I’ve talked about population demographics before since I see this as a key factor in so many issues facing the world: food, water, wages/jobs, climate impacts, international migration, inequality, and general standards of living.
What would the world be like if there were 2.7B people (as when I was born) instead of 8 or 10B? Is there really any doubt that they would, on average, be a lot better off? Is there any doubt that the planet would be better off? We wouldn’t be in so dire a climate crisis, for starters. Average living standards would be higher, reducing the principal pressure on political unrest. To be sure, such a different socio-economic configuration of humanity would present other problems, but it’s hard to see them as dire and deep as our current situation.
This is perhaps the ultimate example of the “tragedy of the commons,” a phenomenon articulated in the 19C (although probably known de facto by ordinary folks for much longer) which gained currency in the mid 20C as the expression of the economic practice of the overuse of a free shared resource. It turns out, that use of fresh air and water are part of the “commons” and most modern societies at least aspire to include access to energy and a “good” standard of living in the list, as well. For each parent/family, there are, of course real costs to raising a child. But the expectation that each new person has a “human right” to air/water/power/subsistence effectively places a tax on the society’s supply of those resources over which the society has no direct control. Thus, we now understand that the scope and complexity of the “commons” is much greater than we accounted for so far. This tension is then expanded on a global basis.
The combination of a sense of global “equal rights” with the realization that there are limits to what the planet can support, means that we each share a responsibility for achieving a sustainable level of human population. Another way of looking at this is to recognize that the benefits of children are presumed to be predominantly private (i.e., they accrue to the individual child/person and its family), but there are significant public/shared costs (i.e. economic externalities).
On the other hand, attempts by governments to manage their populations date to the 19C, as well. French anxiety over being overtaken by Germany in the late 19C is perhaps the best-known example, leading to wide-spread debate and a range of government pro-growth policies. In the 20C, many countries provide tax or other benefits to subsidize children. More recently, China imposed a 1-child limit for decades beginning in the late 20C (now reversed). There is no sense that these governmental policies considered the global resource implications. Indeed, in an increasingly democratic age, procreation is usually seen as an essential component of personal freedom (certain portions of the US notwithstanding). I suspect there is also an unspoken assumption that countries with the most people will have a bigger voice in global affairs; an incentive for growth to be sure.

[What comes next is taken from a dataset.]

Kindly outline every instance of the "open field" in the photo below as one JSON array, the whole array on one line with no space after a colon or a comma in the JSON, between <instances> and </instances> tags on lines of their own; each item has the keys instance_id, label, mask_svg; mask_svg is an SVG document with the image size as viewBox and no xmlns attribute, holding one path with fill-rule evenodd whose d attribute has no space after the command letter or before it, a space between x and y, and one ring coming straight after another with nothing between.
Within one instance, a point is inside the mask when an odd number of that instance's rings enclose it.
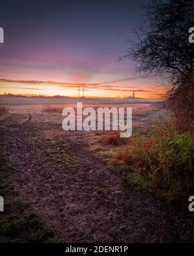
<instances>
[{"instance_id":1,"label":"open field","mask_svg":"<svg viewBox=\"0 0 194 256\"><path fill-rule=\"evenodd\" d=\"M133 108L135 130L163 119L163 110L152 104L121 106ZM193 215L186 204L177 206L125 183L101 156L103 132L65 132L61 113L43 112L45 105L8 108L0 122L1 157L6 159L1 192L6 204L25 205L22 218L35 211L43 220L44 236L36 233L36 241L193 242ZM15 239L6 234L0 231L1 239Z\"/></svg>"}]
</instances>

So, this presents a real and significant quandary. How to balance overarching issues of global inequality/justice, national economic growth/opportunity, and the impact of additional people on the planet? Western countries (which have already generally stopped growing) are in no moral position to demand less developed countries to reduce their population. Indeed, those less developed countries generally don’t have strong enough states to implement such a policy in any event. Overall, we face the conundrum that everyone would be better off with fewer people but there are no means to get there.

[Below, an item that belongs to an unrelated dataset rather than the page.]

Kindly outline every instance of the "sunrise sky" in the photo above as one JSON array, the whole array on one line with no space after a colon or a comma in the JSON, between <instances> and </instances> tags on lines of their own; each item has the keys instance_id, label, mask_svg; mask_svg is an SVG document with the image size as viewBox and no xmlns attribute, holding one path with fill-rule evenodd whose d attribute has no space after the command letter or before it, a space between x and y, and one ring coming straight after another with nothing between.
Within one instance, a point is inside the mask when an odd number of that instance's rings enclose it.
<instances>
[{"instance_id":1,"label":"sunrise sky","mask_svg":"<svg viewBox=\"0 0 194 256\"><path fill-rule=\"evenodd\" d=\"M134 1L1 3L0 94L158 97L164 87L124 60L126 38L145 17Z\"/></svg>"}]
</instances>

In saying this, I am rejecting the approach of some who think we are better off with more people. William Macaskill, noted Oxford philosophy don, takes this stance in his recent book “What We Owe the Future.” He makes a pretty good case for explicitly expanding the scope of our moral responsibility to include the many billions of people yet to come. He is well-attuned to the climate problem, but argues that more people means more brains means better solutions to our problems. I guess that this is true in the abstract, but not in the middle of a long-term resource crisis. Nor am I enamored with the faith in techno-solutions this seems to imply. Most broad human problems arise not because of lack of ideas, but due to a lack of will to implement the perfectly sensible solutions already on offer.
Of course, in the real world, the issue is not merely comparing where we are now with some lower level of population, but how we are going to get from A to B. In the Book of Exodus, God smites down the first-born of each Egyptian family. That’s one approach. The Bible also refers to the Four Horsemen of the Apocalypse as heralding the “End Times.” That’s another. I think some version of this—war, plague, or famine caused by direct human action or climatic effects—is actually the most likely. Finally, unforced attrition is certainly possible. Even the lowest UN projection of population by 2100 sees the planetary total peaking at 8+B by 2060 and then dropping to 6+B by the end of the century. One way or another, the next 100 years is likely to see dramatic changes in population levels with profound implications for economics/capitalism/climate/geopolitics. Sitting here early in the 21C, we can only guess at how that future world will approach the tensions described here. All sorts of SciFi scenarios come to mind; ranging from the “Hunger Games” to “Logan’s Run” to various birth licensing schemes.
Humans have freely reproduced for millennia without consideration of the planet or their fellows. This is likely to change—one way or another—in the future; but social inertia will likely push that future out to a point that we can’t quite see yet.